A 302 redirect doesn't pass any link value, so you may as well have stuck nofollow on them. Is there a plan to change this?
Hmm. You're right. Thanks Malcolm. Let me look into it and get back to you. (Obviously getting the process working end to end before making it properly live was a good thing!)
Roo - thanks for the reply. Let me know when you find something out (for now I've stuck an update in the intro saying there's still some work to be done!)
Daniel - sorry that delayed comment moderation made you look like a parrot!
Hi again. Phew. As I hoped, it turns out it was an unintentional oversight rather than a sinister plot.

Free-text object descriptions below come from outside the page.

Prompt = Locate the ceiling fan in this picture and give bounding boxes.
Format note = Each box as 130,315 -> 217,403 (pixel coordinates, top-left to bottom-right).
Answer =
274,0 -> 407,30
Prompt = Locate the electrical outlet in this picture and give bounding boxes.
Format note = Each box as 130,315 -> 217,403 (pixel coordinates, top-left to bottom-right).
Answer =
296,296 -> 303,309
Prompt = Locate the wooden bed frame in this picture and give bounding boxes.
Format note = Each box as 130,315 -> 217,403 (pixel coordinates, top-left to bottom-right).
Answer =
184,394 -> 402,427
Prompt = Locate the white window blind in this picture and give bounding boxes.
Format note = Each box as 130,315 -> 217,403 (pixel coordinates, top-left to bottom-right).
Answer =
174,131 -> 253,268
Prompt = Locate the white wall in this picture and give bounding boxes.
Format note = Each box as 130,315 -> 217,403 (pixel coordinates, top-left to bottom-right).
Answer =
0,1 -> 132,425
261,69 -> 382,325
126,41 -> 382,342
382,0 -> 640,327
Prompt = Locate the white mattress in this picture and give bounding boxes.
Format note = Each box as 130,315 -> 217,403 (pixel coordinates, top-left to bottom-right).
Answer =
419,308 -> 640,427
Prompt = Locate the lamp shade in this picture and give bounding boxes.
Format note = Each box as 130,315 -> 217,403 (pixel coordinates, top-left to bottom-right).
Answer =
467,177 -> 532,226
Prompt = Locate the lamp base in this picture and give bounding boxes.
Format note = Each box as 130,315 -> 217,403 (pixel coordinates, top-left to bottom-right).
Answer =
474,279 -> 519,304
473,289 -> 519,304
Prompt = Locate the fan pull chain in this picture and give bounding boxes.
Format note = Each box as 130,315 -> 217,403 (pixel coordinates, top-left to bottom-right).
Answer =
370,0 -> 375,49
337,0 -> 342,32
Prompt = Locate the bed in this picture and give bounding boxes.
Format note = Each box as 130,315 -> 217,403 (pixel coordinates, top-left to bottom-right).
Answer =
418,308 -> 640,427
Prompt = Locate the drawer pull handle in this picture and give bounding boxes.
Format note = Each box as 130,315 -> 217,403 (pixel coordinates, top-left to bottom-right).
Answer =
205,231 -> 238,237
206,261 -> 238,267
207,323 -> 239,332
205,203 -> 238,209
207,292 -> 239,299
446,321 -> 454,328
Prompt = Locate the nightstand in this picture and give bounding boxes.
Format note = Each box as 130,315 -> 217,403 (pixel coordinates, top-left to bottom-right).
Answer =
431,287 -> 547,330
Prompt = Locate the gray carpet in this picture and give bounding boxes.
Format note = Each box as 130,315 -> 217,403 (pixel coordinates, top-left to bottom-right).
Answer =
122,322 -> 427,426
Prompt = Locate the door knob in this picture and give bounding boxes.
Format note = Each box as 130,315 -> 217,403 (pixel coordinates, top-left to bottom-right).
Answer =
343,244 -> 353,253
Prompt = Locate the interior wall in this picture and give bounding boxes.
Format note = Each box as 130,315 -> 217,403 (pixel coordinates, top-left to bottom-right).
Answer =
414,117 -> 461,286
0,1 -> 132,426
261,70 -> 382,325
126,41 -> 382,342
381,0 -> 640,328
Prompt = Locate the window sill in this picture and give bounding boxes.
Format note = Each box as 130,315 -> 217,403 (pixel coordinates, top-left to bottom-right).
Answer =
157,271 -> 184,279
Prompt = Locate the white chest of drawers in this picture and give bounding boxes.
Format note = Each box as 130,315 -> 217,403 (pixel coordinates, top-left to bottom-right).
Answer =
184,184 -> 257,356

As John O' Donovan wrote http://www.bbc.co.uk/blogs/bbcinternet/2008/11/knowing_when_to_go_1.html last year, the BBC has been improving the way it does external linking. (ooh.. it looks like you commented; your summary in comment 8 on that post shows that you know exactly what I'm talking about here). Essentially, when we link externally we want to get the benefits of knowing how many people visit those links without having them lose the googlejuice. Cleverer people than me have developed some nifty ways of doing that using javascript, but it seems that in those /buzz pages we've accidentally used the old redirect method rather than the new approach. Oops. Definitely not the intention, and we're hoping to fix that (along with some other last minute tweaks) before the actual launch.